Dr. Digre, chief of the division of headache and neuro-ophthalmology at the University of Utah, subscribes to the “five histories” of headache, starting with family history. “You want to know if this person is genetically susceptible to migraine, so you want to ask, ‘Does anybody in your family get migraine?’ If they say ‘no, but my mom had sinus headaches,’ that’s telling because most sinus headaches end up being migraine.”
The second phase involves asking about life history of headache, such as having car sickness or abdominal pains as a child.
The third phase involves asking about the history of headache attacks, such as location, frequency, length, and accompanying features, including photophobia, phonophobia, nausea, vomiting, and autonomic symptoms. “I spend some time trying to determine if they have headache with aura, which is a neurologic event, usually visual like zig-zagging lines. But it can affect speech and [result in] numbness in the hand,” Dr. Digre said. “Usually this happens before the headache starts. Then I ask about key features of migraine [such as] are you light sensitive? Sound sensitive? Do you have any nausea? As soon as a person has nausea with a headache and they don’t have a secondary headache, it’s migraine.”
The fourth phase of history-taking involves questions about medical and psychiatric history, “because there are some medical conditions that increase the incidence of headache, such as thyroid disease, anemia, anxiety, and depression,” she said.
The fifth phase involves an investigation of medication history: prescriptions, over-the-counter herbal supplements, and the use of alcohol, amphetamines, or other drugs.
Key components of the physical exam involve taking blood pressure to make sure patients are not preeclamptic, and inspecting the back of their eyes with an ophthalmoscope to rule out papilledema. The brief neurologic exam should also be normal.
Red flags in the history-taking of headache include comments such as “I’ve never had a headache before; I just had a sudden onset of the worst headache of my life.”
“You’ve got to work that one up,” Dr. Digre advised. “That could be an aneurysm or something else serious like reversible cerebral vasoconstriction syndrome.”
Other worrisome signs include unexplained worsening of the headache; changes in the typical headache; headaches that wake people up in the middle of the night; headaches that get worse with coughing, sneezing, or Valsalva maneuver; and headaches that occur in women with underlying cancer, HIV, or some kind of systemic condition or fever. “If I’m worried about a stroke or a TIA I can order an MR with diffusion, which is very sensitive to acute ischemic events,” Dr. Digre said. “A CT scan with contrast is helpful but involves ionizing radiation; I’d rather go with the MR.”
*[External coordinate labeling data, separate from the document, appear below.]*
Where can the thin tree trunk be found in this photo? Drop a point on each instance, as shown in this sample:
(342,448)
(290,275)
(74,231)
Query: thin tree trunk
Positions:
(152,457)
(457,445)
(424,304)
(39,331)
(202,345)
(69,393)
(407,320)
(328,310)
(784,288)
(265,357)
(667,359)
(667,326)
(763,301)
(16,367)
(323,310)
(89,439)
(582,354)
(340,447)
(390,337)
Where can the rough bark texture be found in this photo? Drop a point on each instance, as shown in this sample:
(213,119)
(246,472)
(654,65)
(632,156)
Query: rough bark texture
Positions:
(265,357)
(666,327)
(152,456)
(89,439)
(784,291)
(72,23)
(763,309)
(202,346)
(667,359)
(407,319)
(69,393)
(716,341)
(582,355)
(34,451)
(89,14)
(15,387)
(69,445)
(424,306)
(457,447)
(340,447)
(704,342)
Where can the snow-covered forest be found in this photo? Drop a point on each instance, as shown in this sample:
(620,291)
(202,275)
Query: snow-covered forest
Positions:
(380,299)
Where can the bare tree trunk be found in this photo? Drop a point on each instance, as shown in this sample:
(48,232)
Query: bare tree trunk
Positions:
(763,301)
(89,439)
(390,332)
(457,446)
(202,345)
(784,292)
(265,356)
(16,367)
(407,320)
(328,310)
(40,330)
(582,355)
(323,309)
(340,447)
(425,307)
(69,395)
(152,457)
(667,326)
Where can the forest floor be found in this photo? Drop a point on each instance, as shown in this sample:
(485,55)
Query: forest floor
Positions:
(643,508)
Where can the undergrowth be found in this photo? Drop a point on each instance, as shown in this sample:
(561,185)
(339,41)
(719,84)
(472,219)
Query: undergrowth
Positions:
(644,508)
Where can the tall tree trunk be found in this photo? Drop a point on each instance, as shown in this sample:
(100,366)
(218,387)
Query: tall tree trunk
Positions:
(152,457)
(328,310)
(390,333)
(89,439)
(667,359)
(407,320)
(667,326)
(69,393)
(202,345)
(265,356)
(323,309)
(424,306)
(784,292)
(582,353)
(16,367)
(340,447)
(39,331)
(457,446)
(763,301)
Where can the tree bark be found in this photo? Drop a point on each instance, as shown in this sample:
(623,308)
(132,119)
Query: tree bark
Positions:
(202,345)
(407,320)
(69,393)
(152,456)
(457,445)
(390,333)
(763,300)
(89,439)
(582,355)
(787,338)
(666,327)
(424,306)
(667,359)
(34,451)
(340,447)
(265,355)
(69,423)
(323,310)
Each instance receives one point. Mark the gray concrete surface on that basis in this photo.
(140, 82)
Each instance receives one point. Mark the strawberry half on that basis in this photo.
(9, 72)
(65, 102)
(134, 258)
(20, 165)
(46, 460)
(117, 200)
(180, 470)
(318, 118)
Pregnancy itself impacts women with a preexisting history of migraine. “Often it will worsen the first trimester and migraines will get better the second and third trimester, but there are people who experience worsening of symptoms throughout pregnancy,” she said. “Sometimes migraines start with the pregnancy.”
Dr. Digre noted that women with migraines tend to have a higher incidence of preterm birth and preeclampsia, increased blood pressure, and increased odds of stroke. “Having migraine, especially migraine with aura, should alert you to follow that person closely,” she said.
Dr. Digre emphasized the importance of behavioral approaches to headache and migraine prevention, such as getting ample sleep, eating regularly, and avoiding fasts. “Those are trigger factors for getting migraine,” she said. “You also need to stay hydrated and you need to exercise. People can also do biofeedback and relaxation training.”
As for medications to consider in pregnant patients with migraines, triptans are effective, but Dr. Digre cautions against the use of narcotics, which “set up more headaches and make them harder to treat.”
Antinauseants can be effective, as can tricyclic antidepressants, “especially if people aren’t sleeping well,” she said. “Small doses work. If auras continue I use baby aspirin as a preventive. It usually works well.”
Dr. Digre reported having no relevant financial conflicts.